The physical containment of the disaster proved fragile. A sarcophagus was built around reactor number four, and later a new structure of safe confinement was constructed to contain the radioactive remains. But in February 2025, Ukrainian authorities reported that Russian drone attacks had damaged the roof of that newer containment structure. Workers examined the breach. The threat remained active, the vulnerability exposed. The exclusion zone, established in 1986, persists to this day—a permanent scar on the map, a place where time stopped and nature slowly reclaimed what humans had abandoned.
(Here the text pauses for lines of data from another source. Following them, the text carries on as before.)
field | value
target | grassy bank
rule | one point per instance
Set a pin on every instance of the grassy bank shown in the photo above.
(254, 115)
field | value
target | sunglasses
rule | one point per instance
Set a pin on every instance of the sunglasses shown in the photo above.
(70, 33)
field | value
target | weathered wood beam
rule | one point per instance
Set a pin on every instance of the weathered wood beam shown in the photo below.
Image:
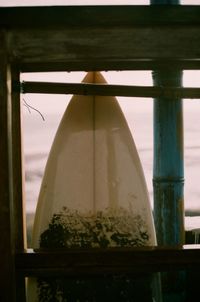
(103, 37)
(104, 44)
(7, 276)
(110, 90)
(73, 262)
(114, 64)
(103, 16)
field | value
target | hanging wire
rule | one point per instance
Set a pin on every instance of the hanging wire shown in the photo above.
(29, 107)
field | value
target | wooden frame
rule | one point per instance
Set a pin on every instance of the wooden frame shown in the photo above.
(57, 39)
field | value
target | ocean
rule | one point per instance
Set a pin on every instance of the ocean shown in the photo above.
(40, 125)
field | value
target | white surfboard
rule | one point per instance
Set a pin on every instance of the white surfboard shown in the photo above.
(93, 181)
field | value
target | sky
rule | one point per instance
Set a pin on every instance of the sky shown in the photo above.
(47, 105)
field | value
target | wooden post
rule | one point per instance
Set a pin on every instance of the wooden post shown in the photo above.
(168, 163)
(7, 292)
(19, 227)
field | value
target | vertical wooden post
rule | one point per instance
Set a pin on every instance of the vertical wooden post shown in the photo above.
(7, 282)
(168, 163)
(19, 231)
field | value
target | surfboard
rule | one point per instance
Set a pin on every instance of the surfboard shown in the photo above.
(93, 192)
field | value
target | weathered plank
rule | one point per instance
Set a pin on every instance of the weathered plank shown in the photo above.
(104, 44)
(103, 38)
(18, 222)
(110, 90)
(73, 262)
(7, 278)
(140, 64)
(103, 16)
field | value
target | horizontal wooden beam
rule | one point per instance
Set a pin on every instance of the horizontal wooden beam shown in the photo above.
(103, 16)
(73, 262)
(103, 37)
(114, 64)
(110, 90)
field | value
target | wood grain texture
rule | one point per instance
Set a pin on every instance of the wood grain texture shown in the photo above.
(7, 278)
(110, 90)
(104, 38)
(73, 262)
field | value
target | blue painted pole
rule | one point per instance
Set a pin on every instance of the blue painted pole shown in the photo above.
(168, 174)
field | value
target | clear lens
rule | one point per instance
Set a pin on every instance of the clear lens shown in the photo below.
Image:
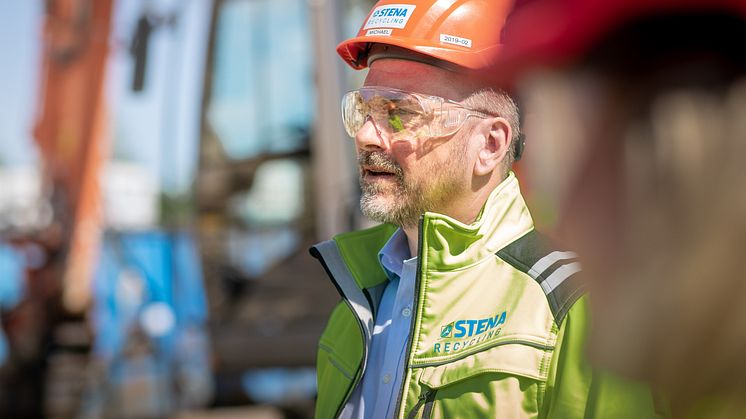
(401, 115)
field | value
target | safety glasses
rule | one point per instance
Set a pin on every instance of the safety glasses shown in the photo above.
(403, 115)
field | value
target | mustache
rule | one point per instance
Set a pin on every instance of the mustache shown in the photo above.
(379, 159)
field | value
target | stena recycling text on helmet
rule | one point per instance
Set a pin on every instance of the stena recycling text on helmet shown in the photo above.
(390, 16)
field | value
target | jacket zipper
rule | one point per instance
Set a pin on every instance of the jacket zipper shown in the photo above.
(426, 399)
(358, 374)
(417, 282)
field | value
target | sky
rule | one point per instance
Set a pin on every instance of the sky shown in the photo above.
(158, 128)
(19, 58)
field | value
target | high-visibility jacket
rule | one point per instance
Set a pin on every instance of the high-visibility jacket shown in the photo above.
(498, 329)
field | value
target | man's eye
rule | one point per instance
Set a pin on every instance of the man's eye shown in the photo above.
(396, 123)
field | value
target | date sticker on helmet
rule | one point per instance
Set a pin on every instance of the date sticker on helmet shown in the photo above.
(455, 40)
(390, 16)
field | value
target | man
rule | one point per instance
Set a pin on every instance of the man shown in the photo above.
(649, 178)
(454, 306)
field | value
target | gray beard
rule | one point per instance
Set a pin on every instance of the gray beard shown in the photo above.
(410, 199)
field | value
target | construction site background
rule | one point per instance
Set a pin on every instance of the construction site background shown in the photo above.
(165, 165)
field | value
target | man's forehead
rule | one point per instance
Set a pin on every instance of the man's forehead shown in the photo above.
(418, 77)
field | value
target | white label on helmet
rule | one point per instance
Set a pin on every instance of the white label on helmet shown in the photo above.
(379, 32)
(390, 16)
(455, 40)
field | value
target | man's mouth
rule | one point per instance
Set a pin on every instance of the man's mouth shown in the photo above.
(377, 172)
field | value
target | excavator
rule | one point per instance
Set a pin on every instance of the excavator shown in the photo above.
(262, 314)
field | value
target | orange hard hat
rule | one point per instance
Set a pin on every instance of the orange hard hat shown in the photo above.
(461, 33)
(553, 32)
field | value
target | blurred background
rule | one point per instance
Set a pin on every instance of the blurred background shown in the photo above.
(164, 167)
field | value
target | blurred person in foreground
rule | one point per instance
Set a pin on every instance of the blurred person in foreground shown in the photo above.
(639, 108)
(454, 306)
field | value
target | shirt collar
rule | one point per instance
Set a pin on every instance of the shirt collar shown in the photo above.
(393, 254)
Who is responsible for Chernobyl?
— Protesters at a stadium in Chernobyl, April 1989
The Hearth Conversation Another angle on the story
Inventor

Why does this story still matter forty years later? The accident happened in 1986. Shouldn't it be history by now?

Model

Because the radiation didn't stop in 1986. Children born years after the explosion developed thyroid cancer. The contaminated vehicles still sit in that salvage yard. The exclusion zone is still there. History isn't something that ends—it's something that keeps happening to the people who lived through it.

Inventor

You mention the cleanup workers repeatedly. Why focus on them?

Model

Because they were sent into something that was killing them, and many of them knew it. They weren't volunteers. They were soldiers and workers ordered into the zone. Some died. Others got sick years later. Their sacrifice was real, but it was also invisible for a long time.

Inventor

The photographs seem to emphasize abandonment—empty parks, stopped clocks, empty schools. Is that the real story?

Model

It's part of it. The abandonment is haunting because it's sudden. Pripyat was a functioning city one day and a ghost the next. But the real story isn't the empty buildings. It's the people in the hospitals, the mothers and grandfathers in those photographs. The abandonment is just the visible part.

Inventor

What does it mean that the containment structure was damaged by drones in 2025?

Model

It means the danger never actually went away. We built a box around the problem and called it solved. But the box can be broken. The radiation is still there. We're still vulnerable to it, and now we're vulnerable to other things too—war, accidents, time itself wearing down our defenses.

Inventor

If you had to explain why this matters to someone who wasn't alive in 1986, what would you say?

Model

I'd say: look at what happens when we lose control of something powerful. Look at the cost—not just in the moment, but in the decades after. And look at how fragile our solutions are. We haven't solved Chernobyl. We've just managed it. That's the real story.